The rebounder in basketball has a vertical leap (that is, the vertical movement of a fixed point on their body) of 120 cm . What is his initial "launch" speed off the ground?
To determine the initial "launch" speed of the rebounder, we can use the concept of conservation of energy. The rebounder's initial potential energy when standing on the ground is converted into kinetic energy as they leave the ground.
The potential energy (PE) of an object at a certain height h is given by the equation:
PE = m * g * h
Where m is the mass of the object, g is the acceleration due to gravity (approximately 9.8 m/s²), and h is the height.
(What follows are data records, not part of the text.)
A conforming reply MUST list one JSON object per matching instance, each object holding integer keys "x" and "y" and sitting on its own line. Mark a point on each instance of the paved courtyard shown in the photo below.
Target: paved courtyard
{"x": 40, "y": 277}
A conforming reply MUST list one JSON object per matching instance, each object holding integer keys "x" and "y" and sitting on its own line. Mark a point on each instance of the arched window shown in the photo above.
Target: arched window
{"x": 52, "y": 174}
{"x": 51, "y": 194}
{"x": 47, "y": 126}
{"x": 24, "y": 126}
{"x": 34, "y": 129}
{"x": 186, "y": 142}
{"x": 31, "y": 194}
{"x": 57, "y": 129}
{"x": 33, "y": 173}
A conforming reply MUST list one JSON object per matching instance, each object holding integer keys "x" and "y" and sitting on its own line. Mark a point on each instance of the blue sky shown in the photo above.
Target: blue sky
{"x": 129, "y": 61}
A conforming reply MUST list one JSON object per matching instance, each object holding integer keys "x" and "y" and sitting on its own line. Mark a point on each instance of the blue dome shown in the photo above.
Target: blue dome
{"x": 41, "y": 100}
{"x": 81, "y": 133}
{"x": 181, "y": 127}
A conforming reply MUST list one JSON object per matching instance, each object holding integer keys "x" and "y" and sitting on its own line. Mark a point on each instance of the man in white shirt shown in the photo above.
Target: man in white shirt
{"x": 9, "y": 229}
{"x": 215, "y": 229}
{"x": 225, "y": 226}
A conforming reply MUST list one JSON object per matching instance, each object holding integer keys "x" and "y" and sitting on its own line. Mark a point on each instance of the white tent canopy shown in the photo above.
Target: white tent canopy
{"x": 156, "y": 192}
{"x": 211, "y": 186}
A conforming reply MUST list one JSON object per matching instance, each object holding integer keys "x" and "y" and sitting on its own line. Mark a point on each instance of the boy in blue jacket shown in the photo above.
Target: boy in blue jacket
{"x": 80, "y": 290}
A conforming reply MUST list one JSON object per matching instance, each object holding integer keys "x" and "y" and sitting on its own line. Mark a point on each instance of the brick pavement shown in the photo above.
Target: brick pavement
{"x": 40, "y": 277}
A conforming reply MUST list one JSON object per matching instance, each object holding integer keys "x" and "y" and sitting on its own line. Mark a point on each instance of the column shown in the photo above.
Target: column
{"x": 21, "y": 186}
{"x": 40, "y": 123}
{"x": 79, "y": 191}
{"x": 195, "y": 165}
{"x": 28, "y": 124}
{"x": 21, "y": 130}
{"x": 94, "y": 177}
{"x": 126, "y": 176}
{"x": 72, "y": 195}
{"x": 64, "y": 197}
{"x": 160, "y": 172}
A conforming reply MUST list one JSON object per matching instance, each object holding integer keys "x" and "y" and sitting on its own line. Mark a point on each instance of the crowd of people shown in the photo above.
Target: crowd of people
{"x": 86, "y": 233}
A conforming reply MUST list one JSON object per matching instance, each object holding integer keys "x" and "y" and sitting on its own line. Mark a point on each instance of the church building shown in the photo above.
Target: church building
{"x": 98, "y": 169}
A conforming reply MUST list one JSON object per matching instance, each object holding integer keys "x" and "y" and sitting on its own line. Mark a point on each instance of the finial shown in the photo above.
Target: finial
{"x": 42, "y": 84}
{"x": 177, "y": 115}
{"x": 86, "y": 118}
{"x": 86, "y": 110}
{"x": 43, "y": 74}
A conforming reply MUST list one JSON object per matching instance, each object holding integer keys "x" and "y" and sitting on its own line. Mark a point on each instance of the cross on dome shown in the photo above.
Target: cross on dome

In this case, we need to convert the vertical leap of 120 cm to meters by dividing by 100:
h = 120 cm / 100 = 1.20 m
Now, we can calculate the potential energy of the rebounder at the highest point of the leap:
PE = m * g * h
The kinetic energy (KE) of an object is given by the equation:
KE = (1/2) * m * v^2
Where v is the velocity of the object.
At the highest point of the leap, the rebounder will have no potential energy left, so the initial potential energy is equal to the final kinetic energy:
PE = KE
m * g * h = (1/2) * m * v^2
Since the mass of the rebounder cancels out, we can solve for v:
g * h = (1/2) * v^2
2 * g * h = v^2
v^2 = 2 * g * h
v = √(2 * g * h)
Now, substitute the known values:
v = √(2 * 9.8 m/s² * 1.20 m)
v = √(23.52 m²/s²)
v ≈ 4.85 m/s
Therefore, the rebounder's initial "launch" speed off the ground is approximately 4.85 m/s.